**CSCI 5551 Team Assignment 1**

During the last few weeks we've covered a range of both hardware and software ideas, establishing not only a need for parallel and distributed systems but a framework for creating and judging them. Thus far we've been concentrating on algorithms that can decomposed into binary operations that can be rearranged to exploit some key architectural advantages of parallel / distributed computer systems. Specifically, we have been making frequent usage of the principles of temporal and special locality via SIMD and MIMD architectures. Through the example implementations, we have seen the advantages of a superscalar architecture, pipelining, N.U.M.A., U.M.A. systems and seen what in days’ past was considered a super computer. During our thorough review of the prefix algorithm and the multitude of ways of coding it, we have seen that manual rescheduling can be used to exploit multiple concurrent specialized execution units, preloading work (instructions), and resources (data). These techniques were further reinforced with our reviews of matrix multiplication; through which we have seen that rotating the traditional algorithm allows for an intentional memory access pattern, like: row by row or column by column and the uses of those depending on the implementing-language - row major, column major, or skewed matrix storage in memory. All of this culminated recently into the question of how to judge a good parallel algorithm; and one of the possible frameworks for the major metrics of a ‘good’ algorithm, Amdahl's Law. Amdahl's Law allows for formulation of objective measurements for quality, such as: time to completion, speed up, efficiency, return on investment in more processors, and upper limits for each metric. Finally, Amdahl's Law alludes to a triangle of desirable goals, that for most problems, cannot be maximized for all possible metrics.

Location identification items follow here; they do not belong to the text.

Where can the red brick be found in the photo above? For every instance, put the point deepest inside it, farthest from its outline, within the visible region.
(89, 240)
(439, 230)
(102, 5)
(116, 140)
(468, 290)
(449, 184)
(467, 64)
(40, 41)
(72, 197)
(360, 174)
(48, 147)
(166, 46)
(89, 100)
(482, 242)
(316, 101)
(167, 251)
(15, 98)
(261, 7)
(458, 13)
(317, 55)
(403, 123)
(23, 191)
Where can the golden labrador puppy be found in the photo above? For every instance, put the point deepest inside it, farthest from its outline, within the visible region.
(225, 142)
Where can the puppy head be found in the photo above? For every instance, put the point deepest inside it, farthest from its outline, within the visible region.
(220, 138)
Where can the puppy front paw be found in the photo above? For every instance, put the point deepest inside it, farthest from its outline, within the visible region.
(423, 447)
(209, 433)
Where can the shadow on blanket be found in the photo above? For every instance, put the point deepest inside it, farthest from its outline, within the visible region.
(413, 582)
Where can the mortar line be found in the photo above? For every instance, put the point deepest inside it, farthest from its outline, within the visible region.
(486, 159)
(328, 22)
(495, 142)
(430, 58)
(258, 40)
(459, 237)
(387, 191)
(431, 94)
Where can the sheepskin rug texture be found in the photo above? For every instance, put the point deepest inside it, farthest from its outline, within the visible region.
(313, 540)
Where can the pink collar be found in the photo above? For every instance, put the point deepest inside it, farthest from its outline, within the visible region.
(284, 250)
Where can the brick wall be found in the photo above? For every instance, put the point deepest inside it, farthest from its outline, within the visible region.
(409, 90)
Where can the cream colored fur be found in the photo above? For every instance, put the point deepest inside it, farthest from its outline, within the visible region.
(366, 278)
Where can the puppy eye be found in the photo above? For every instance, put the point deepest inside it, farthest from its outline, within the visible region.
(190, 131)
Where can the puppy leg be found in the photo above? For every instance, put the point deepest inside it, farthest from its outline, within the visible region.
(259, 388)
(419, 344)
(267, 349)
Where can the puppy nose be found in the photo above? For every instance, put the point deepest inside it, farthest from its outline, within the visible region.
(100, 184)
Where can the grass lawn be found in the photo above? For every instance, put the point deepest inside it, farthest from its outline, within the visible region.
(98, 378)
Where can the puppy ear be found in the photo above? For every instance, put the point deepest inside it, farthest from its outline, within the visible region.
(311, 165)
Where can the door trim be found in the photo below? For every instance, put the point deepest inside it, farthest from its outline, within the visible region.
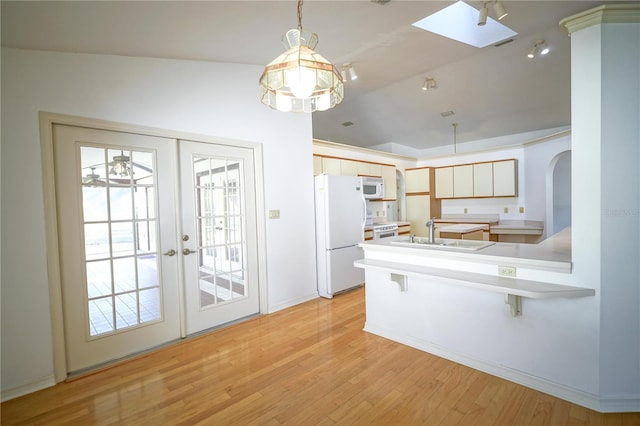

This course has generated a range of impressions about the pseudo code, algorithms, algorithm development and metrics for a ‘good’ parallel algorithm. The pseudo code being used so far seemed to be somewhat generic and not concentrate on the legion of required semantics for optimizations specific to a recent generation of processor, such as conditional moves, true / pseudo-hardware threads, CPU hints, and the differences between user space and OS space threading libraries. It also seems that a proper compiler could be smart enough to notice that there is a closer to ‘perfect’ tree evaluation than humans regularly would be able to extract and code at any given time; that being said it does make sense that as programmers we would work to understand the optimal expression and ensure that we phrase our code in a way that is easily mapped / compiled into the nearly ‘perfect tree’ of operations. In addition, one of the reoccurring themes is that it seems like SIMD could be thought of as processing a binary tree of operations a level at a time; whereas MIMD could be seen as either doing a sub-tree at a time (such that you can amortize the cost of fork / join), or a column at a time. In other words, it could be said that SIMD is row parallel and MIMD is column parallel.

During the course a number of questions have come up, including:

* How does transactional memory affect the prefix problem?
* Are there any power / heat considerations with these algorithms?
* Previously, processor architecture transitioned between CISC to RISC; is it possible that processor architecture is now transitioning into a heterogeneous processing style, where the general purpose processor is RISC but the specialized processors are more of a domain specific CISC or using completely disjoint instruction sets?
* How far are modern architectures going into speculative execution?
* Is there a good paper experimenting with (a fairly large work size and utilizing a variety of architectural styles) human made operation rescheduling, hardware made operation rescheduling and compiler made operation rescheduling techniques?
* Is there any architecture distributing general purpose processing power within the 'main memory' cells?